Since the U.S. lifted its restrictions on crude oil exports in December 2015, a dozen new countries have joined its long-term export partner Canada, which had been exempt from these restrictions.
The U.S. is currently exporting crude in the thousands of barrels per day, while importing in the millions of barrels per day. However, with oil prices now recovering from February’s ten-year-lows, some companies are ramping up drilling efforts, especially in shale plays that have stayed profitable even in the sub-US$45-50 oil price.
Healthy demand in Asia and an over-reliance on Russian oil in some parts of Europe are also steering potential buyers toward U.S. crude oil.
Of course, the U.S. is likely to embrace the opportunity that oil affords to form new alliances, boost ties with existing allies, or grab chunks of markets traditionally held by Russia or OPEC producers.

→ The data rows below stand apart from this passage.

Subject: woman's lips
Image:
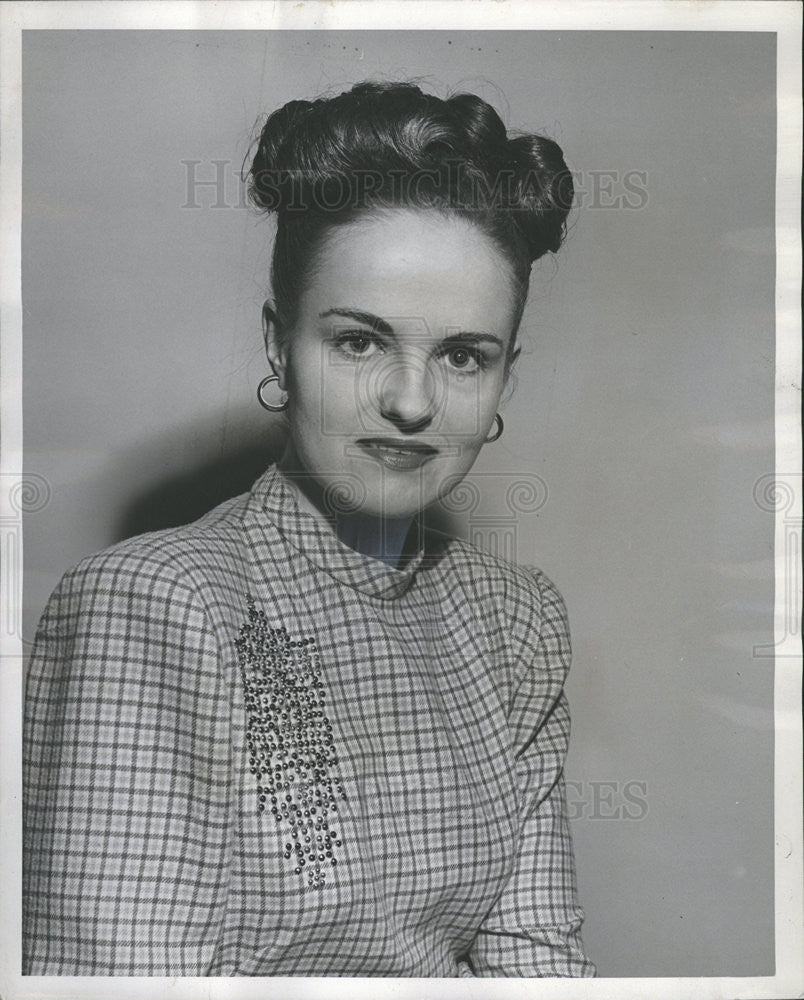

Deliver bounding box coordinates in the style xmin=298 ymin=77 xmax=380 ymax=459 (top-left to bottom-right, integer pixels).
xmin=355 ymin=438 xmax=438 ymax=471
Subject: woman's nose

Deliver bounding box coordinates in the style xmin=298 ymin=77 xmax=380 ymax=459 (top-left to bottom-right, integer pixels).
xmin=376 ymin=355 xmax=438 ymax=433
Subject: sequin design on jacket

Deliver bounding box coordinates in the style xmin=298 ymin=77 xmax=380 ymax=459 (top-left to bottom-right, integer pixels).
xmin=236 ymin=597 xmax=346 ymax=888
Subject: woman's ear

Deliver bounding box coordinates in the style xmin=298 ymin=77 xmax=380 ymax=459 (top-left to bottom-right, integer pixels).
xmin=500 ymin=344 xmax=521 ymax=404
xmin=262 ymin=300 xmax=288 ymax=390
xmin=508 ymin=345 xmax=522 ymax=370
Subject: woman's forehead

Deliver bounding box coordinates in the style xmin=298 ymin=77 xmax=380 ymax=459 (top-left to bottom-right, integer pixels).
xmin=305 ymin=209 xmax=518 ymax=330
xmin=321 ymin=207 xmax=505 ymax=266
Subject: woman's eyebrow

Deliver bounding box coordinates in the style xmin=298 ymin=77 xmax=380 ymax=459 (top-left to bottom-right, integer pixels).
xmin=442 ymin=331 xmax=505 ymax=348
xmin=319 ymin=310 xmax=504 ymax=350
xmin=319 ymin=308 xmax=393 ymax=334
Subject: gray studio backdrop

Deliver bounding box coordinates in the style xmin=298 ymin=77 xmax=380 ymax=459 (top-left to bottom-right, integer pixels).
xmin=22 ymin=30 xmax=776 ymax=977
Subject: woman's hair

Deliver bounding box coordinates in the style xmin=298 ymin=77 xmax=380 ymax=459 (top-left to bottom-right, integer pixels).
xmin=247 ymin=81 xmax=573 ymax=340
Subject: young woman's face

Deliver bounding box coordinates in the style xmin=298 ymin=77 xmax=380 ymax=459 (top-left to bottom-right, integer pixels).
xmin=267 ymin=209 xmax=521 ymax=520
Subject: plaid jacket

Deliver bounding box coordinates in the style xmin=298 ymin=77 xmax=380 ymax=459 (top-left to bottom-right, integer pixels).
xmin=23 ymin=465 xmax=595 ymax=977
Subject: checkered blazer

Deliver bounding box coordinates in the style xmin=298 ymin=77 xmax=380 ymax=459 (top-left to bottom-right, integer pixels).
xmin=24 ymin=465 xmax=595 ymax=977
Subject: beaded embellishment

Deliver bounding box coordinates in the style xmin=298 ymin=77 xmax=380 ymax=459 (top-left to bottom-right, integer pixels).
xmin=236 ymin=597 xmax=346 ymax=888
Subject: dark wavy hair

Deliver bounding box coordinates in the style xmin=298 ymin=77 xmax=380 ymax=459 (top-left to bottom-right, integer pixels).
xmin=247 ymin=81 xmax=574 ymax=341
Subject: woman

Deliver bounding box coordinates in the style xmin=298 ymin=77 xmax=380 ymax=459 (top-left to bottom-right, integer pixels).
xmin=23 ymin=81 xmax=595 ymax=977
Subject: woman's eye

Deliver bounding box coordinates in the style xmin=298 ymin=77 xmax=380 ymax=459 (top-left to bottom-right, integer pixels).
xmin=445 ymin=345 xmax=483 ymax=372
xmin=334 ymin=331 xmax=382 ymax=359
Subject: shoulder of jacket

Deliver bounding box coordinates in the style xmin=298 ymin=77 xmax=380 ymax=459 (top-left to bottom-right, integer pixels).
xmin=431 ymin=539 xmax=572 ymax=699
xmin=433 ymin=536 xmax=570 ymax=650
xmin=59 ymin=491 xmax=250 ymax=594
xmin=437 ymin=534 xmax=559 ymax=602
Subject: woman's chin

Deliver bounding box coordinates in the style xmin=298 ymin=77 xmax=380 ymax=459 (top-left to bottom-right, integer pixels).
xmin=283 ymin=448 xmax=477 ymax=522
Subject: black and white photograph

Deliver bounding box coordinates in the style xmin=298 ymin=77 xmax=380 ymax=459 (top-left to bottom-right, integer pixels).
xmin=0 ymin=2 xmax=801 ymax=998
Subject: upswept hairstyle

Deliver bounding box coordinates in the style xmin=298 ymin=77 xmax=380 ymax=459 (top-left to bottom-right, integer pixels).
xmin=247 ymin=81 xmax=574 ymax=338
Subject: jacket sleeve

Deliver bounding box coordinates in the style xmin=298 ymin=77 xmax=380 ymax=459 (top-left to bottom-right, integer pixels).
xmin=466 ymin=570 xmax=596 ymax=977
xmin=23 ymin=546 xmax=233 ymax=976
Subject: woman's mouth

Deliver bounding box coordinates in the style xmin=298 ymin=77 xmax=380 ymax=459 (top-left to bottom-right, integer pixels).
xmin=354 ymin=438 xmax=439 ymax=471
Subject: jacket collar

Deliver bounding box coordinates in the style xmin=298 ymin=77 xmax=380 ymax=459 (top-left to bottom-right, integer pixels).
xmin=249 ymin=465 xmax=427 ymax=600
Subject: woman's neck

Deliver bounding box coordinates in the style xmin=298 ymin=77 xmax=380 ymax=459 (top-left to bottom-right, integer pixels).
xmin=333 ymin=511 xmax=413 ymax=568
xmin=276 ymin=453 xmax=414 ymax=569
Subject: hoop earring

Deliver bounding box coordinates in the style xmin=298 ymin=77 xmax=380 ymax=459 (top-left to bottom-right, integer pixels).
xmin=257 ymin=374 xmax=288 ymax=412
xmin=485 ymin=413 xmax=504 ymax=443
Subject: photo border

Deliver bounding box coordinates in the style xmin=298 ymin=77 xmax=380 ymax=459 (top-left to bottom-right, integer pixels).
xmin=1 ymin=3 xmax=801 ymax=998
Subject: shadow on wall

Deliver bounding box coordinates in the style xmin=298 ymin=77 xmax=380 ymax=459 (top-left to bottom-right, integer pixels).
xmin=114 ymin=414 xmax=460 ymax=542
xmin=115 ymin=418 xmax=288 ymax=541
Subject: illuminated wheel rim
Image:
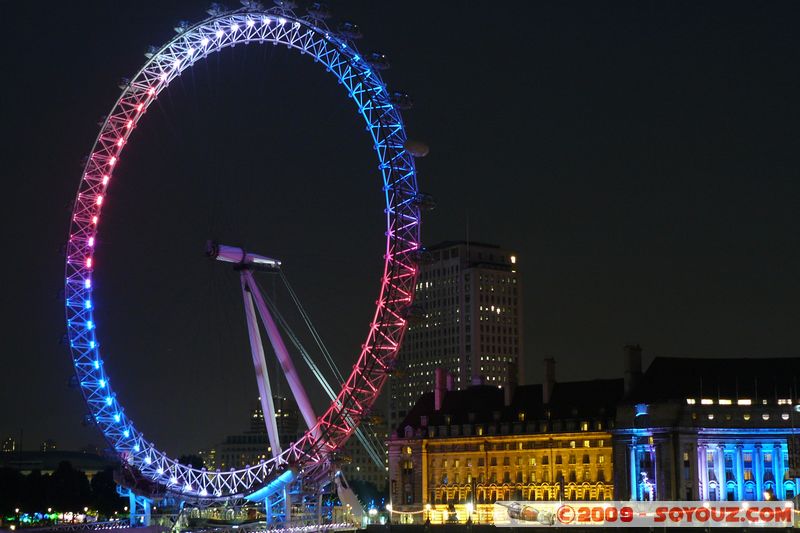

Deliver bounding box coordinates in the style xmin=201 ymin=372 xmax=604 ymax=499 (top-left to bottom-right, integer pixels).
xmin=64 ymin=6 xmax=420 ymax=501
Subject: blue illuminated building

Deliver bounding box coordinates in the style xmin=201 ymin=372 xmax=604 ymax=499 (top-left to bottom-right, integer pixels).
xmin=613 ymin=346 xmax=800 ymax=501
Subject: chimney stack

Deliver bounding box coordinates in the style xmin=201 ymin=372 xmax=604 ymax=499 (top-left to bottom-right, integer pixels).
xmin=623 ymin=344 xmax=643 ymax=395
xmin=435 ymin=367 xmax=447 ymax=411
xmin=543 ymin=358 xmax=556 ymax=404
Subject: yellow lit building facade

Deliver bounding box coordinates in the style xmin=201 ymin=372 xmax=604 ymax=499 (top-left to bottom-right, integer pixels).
xmin=388 ymin=367 xmax=623 ymax=524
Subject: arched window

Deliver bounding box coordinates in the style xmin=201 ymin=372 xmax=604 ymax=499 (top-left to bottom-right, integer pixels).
xmin=726 ymin=482 xmax=737 ymax=501
xmin=744 ymin=481 xmax=756 ymax=501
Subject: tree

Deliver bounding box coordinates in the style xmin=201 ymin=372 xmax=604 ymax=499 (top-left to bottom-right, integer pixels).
xmin=348 ymin=479 xmax=387 ymax=509
xmin=48 ymin=461 xmax=91 ymax=511
xmin=90 ymin=468 xmax=125 ymax=517
xmin=0 ymin=468 xmax=24 ymax=514
xmin=22 ymin=470 xmax=46 ymax=512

In the first five months after the export restrictions were lifted, U.S. crude oil exports averaged 501,000 barrels per day, or 9 percent more than the full-year 2015 daily average, the U.S. Energy Information Administration (EIA) said in August.
During those first five months, U.S. crude oil had been shipped to 16 different nations, and other than Canada, Curacao, the Netherlands, Japan and Italy became top buyers of U.S. crude.
These destinations are quite logical. Curacao hosts a refinery of Venezuela’s state-held PDVSA. The Netherlands is home to Europe’s largest port, the Port of Rotterdam. Japan needs energy imports as it struggles with the aftermath of the Fukushima disaster, while Italy, one of Europe’s largest energy consumers, depends on imports to meet around 90 percent of its oil and gas needs.
The U.S., for its part, imported 7.016 million bpd of crude oil in the week of October 21. That same week, it exported 415,000 bpd of crude. The exports are just a drop in the ocean, but it’s a start.
U.S. shale resources are enormous, estimated at 59 billion barrels of technically recoverable tight oil, which ranks the U.S. second in the world after Russia in terms of shale oil resources.
The U.S. shale companies are slashing costs, streamlining operations, and drilling in basins that are profitable, such as the Permian in West Texas. This Permian is expected to add another 30,000 barrels per day in November, which could take output in that play to record levels – over 2 million barrels per day. The combined decline in the Eagle Ford, Bakken and the other big shale basins is the smallest expected monthly decrease in a year and a half, a signal that the worst of the downturn may be over.
So when the shale industry starts to grow again (as it inevitably will), and with exports no longer restricted, the U.S. will be seeking markets for its crude and will be competing with both OPEC producers and non-OPEC members, including Russia.
The battle for market share will also be a battle for geopolitical influence— reducing Europe’s dependence on Russian imports being one example of this.
“The downturn in prices has forced producers to think carefully about the alliances they want to build,” Richard Mallinson at Energy Aspects told the Financial Times.
Shortly after the export restrictions were lifted in February of this year, Mark P. Mills said that the U.S. now accounts for the majority of the world’s new petroleum supply, in his report ‘Expanding America's Petroleum Power: Geopolitics in the Third Oil Era’.
Mills also argues: “If, in the next decade, the U.S. were to replicate the shale production growth of this past decade, the nation would reap not only a second shale boom, but also a tectonic shift in the geopolitical status quo.”
Until the U.S. ramps up its crude oil exports to some significant degree, the global glut may somewhat ease (which is expected in late 2017). Apart from shifting the geopolitical turf, however, the U.S. will also have to factor in tanker rates, WTI/Brent price spreads, and of course, crude oil prices.